8. In 1999, the Government Reform and Oversight Committee investigated the commutations given to sixteen members of Puerto Rican-based FALN and Macheteros — terrorist groups that the FBI has linked to more than 130 bombings, numerous armed robberies, and six slayings within the United States. After being convicted of bank robbery, possession of explosives, and participating in seditious conspiracy, their sentences were commuted by President Clinton after receiving a neutral “options memo” from the Justice Department. Is it true that you ordered the Justice Department pardon attorney to revise the previous opinion from strongly opposing clemency, to a more neutral opinion? If so, what were your motivations in giving that order?

Taken as a whole, I believe that the answers to these questions will lead inescapably to the conclusion that Mr. Holder’s action, or inaction, leading up to and after the highly controversial Marc Rich and FALN pardons subverted justice. As a result, today Marc Rich, who fled the country after being charged with 51 counts of tax fraud and with running illegal oil deals with Iran during the hostage crisis, now walks around a free man. Also because of Mr.
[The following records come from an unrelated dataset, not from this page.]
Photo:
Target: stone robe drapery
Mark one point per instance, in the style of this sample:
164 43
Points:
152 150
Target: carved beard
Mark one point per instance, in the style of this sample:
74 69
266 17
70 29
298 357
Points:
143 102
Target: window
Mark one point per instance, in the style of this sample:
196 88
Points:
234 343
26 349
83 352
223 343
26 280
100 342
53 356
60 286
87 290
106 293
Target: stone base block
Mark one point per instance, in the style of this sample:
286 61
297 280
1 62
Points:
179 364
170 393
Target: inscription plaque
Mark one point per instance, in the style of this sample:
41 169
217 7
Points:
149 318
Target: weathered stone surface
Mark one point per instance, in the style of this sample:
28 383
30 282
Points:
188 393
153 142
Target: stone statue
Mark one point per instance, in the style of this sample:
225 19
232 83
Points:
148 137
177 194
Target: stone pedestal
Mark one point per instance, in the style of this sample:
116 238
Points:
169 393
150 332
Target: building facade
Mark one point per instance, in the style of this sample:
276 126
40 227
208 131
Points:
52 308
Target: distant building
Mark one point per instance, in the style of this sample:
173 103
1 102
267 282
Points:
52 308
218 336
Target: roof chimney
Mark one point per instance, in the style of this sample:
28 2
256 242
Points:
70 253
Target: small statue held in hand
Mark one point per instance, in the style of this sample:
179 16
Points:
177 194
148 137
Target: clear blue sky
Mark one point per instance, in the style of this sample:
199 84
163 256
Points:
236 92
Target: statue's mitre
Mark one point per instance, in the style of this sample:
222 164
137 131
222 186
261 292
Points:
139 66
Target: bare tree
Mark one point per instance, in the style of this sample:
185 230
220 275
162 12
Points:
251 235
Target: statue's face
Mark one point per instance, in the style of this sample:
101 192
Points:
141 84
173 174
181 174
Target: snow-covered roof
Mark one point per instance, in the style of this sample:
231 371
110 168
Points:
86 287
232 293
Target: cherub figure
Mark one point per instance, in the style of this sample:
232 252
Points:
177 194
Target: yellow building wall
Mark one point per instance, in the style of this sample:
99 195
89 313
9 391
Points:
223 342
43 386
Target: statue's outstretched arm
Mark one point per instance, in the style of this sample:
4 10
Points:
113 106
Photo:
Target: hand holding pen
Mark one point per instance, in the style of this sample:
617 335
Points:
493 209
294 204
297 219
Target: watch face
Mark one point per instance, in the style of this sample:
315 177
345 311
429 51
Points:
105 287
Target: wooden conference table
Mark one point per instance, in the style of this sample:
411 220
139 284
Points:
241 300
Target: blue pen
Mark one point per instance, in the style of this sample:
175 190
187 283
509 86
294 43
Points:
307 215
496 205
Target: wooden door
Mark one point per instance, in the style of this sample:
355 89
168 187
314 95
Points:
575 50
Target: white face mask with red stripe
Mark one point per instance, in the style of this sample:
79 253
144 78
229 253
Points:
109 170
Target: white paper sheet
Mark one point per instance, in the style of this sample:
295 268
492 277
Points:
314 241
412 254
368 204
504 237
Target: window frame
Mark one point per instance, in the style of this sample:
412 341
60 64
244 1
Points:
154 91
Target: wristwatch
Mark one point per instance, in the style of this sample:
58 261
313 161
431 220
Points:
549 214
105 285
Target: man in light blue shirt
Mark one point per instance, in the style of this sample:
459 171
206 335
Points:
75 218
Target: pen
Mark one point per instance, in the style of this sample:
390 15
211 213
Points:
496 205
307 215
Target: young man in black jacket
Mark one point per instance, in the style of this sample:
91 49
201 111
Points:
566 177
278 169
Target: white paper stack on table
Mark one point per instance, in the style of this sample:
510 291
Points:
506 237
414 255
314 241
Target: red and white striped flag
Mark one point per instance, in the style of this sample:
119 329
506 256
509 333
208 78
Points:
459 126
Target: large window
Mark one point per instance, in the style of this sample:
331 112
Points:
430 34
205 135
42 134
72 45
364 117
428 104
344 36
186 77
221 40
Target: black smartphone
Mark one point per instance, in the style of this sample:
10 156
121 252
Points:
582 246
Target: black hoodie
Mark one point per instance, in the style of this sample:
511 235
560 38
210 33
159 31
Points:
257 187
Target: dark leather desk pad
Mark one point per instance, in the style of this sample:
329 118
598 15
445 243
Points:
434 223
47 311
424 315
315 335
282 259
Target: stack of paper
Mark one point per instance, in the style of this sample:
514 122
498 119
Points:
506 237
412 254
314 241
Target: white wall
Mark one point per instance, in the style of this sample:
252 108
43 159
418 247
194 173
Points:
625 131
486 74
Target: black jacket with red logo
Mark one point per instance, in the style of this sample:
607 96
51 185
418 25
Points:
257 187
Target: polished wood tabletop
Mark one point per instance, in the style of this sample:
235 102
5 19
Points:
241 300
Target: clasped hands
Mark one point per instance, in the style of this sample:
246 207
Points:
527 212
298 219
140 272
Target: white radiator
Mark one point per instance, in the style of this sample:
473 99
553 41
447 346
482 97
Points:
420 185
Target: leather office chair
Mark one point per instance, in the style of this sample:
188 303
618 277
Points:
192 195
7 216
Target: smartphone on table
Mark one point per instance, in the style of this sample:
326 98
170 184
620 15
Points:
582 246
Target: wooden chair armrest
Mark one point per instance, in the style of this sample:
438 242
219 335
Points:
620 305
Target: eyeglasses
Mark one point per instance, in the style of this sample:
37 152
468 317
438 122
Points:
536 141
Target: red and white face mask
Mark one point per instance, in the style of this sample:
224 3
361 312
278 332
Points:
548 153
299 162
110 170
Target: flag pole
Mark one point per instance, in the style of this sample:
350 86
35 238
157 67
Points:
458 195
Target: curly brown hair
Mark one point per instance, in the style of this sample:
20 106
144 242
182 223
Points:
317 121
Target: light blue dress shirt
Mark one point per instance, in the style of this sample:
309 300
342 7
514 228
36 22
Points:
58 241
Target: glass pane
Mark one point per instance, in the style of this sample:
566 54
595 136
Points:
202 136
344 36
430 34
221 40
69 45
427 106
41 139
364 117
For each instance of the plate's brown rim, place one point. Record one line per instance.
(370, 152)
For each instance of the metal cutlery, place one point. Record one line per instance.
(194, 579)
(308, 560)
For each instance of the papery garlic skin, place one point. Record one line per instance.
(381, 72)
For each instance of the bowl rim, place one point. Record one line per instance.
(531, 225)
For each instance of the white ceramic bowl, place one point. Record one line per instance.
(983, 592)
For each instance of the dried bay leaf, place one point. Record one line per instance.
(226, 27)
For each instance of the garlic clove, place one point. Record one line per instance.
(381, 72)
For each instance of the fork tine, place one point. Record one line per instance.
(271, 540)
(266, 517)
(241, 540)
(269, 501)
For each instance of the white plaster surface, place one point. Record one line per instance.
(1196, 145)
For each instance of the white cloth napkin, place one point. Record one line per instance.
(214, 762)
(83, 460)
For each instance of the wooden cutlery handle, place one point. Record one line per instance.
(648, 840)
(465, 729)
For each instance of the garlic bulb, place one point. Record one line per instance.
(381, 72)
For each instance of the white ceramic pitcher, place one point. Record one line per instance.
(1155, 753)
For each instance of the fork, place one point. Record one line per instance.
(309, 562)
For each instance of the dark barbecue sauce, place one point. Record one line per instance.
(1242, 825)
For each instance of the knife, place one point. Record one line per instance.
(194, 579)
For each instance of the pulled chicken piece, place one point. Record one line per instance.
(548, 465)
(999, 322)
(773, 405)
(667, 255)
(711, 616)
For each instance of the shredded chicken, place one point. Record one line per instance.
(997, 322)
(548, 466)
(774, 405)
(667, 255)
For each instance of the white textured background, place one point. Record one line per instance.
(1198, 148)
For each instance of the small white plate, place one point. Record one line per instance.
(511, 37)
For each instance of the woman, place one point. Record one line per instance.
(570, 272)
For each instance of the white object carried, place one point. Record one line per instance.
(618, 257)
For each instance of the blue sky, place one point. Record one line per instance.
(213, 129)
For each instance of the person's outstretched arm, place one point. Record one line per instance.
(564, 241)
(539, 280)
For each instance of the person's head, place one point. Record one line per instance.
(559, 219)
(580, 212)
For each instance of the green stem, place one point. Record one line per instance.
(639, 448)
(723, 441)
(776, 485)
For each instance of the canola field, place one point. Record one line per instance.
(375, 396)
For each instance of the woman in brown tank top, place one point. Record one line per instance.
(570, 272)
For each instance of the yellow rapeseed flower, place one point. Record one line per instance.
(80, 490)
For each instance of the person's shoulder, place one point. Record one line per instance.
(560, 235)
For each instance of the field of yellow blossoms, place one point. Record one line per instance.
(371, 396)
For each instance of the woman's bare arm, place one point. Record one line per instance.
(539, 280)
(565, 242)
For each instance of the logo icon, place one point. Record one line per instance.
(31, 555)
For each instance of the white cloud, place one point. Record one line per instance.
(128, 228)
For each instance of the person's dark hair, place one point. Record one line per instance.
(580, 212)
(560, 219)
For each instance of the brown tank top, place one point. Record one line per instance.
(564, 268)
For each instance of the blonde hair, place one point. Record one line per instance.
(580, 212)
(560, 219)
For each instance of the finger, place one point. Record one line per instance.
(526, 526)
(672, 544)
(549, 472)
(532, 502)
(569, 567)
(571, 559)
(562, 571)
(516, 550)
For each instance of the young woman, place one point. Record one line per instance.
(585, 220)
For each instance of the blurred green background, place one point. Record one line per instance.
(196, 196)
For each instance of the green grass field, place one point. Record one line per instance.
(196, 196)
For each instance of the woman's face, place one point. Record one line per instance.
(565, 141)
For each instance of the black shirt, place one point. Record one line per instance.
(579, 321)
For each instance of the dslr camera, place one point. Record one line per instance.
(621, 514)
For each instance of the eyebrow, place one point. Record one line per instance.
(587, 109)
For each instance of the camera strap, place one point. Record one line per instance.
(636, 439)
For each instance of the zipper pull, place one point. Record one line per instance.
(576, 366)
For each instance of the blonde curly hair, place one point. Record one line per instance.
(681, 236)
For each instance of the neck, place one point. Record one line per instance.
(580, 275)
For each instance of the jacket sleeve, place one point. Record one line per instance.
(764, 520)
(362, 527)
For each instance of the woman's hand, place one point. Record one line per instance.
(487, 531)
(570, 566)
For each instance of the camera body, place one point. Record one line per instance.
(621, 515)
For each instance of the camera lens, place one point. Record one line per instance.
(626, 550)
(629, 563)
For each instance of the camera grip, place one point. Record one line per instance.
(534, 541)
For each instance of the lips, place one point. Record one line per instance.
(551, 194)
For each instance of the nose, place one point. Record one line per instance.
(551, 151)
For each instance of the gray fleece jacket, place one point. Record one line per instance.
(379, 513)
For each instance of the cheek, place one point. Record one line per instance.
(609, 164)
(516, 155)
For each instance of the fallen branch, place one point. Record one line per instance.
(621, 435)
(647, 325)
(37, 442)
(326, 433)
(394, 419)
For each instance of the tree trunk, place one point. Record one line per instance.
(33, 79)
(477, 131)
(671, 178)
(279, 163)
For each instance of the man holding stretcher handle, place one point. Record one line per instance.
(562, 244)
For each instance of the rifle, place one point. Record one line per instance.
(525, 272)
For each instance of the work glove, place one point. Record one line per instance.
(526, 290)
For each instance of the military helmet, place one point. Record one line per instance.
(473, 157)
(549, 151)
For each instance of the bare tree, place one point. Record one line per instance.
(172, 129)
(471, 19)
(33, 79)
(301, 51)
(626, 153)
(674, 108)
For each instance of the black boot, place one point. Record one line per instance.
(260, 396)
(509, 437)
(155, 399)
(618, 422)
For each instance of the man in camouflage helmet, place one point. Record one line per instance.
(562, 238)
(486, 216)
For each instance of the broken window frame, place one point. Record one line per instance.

Holder’s actions, FALN terrorists are also free men. Such a monumental and deliberate failure to execute justice is not the kind of conduct the American people expect and deserve from their chief law enforcement officer.

I respectfully urge my Senate colleagues to ask Mr. Holder the tough questions and to ultimately not place American justice in the hands of a man who, when given the opportunity to uphold it, already failed miserably at the job. When they do reject Mr. Holder, I hope that President Obama will nominate someone else who will truly be “the people’s lawyer.”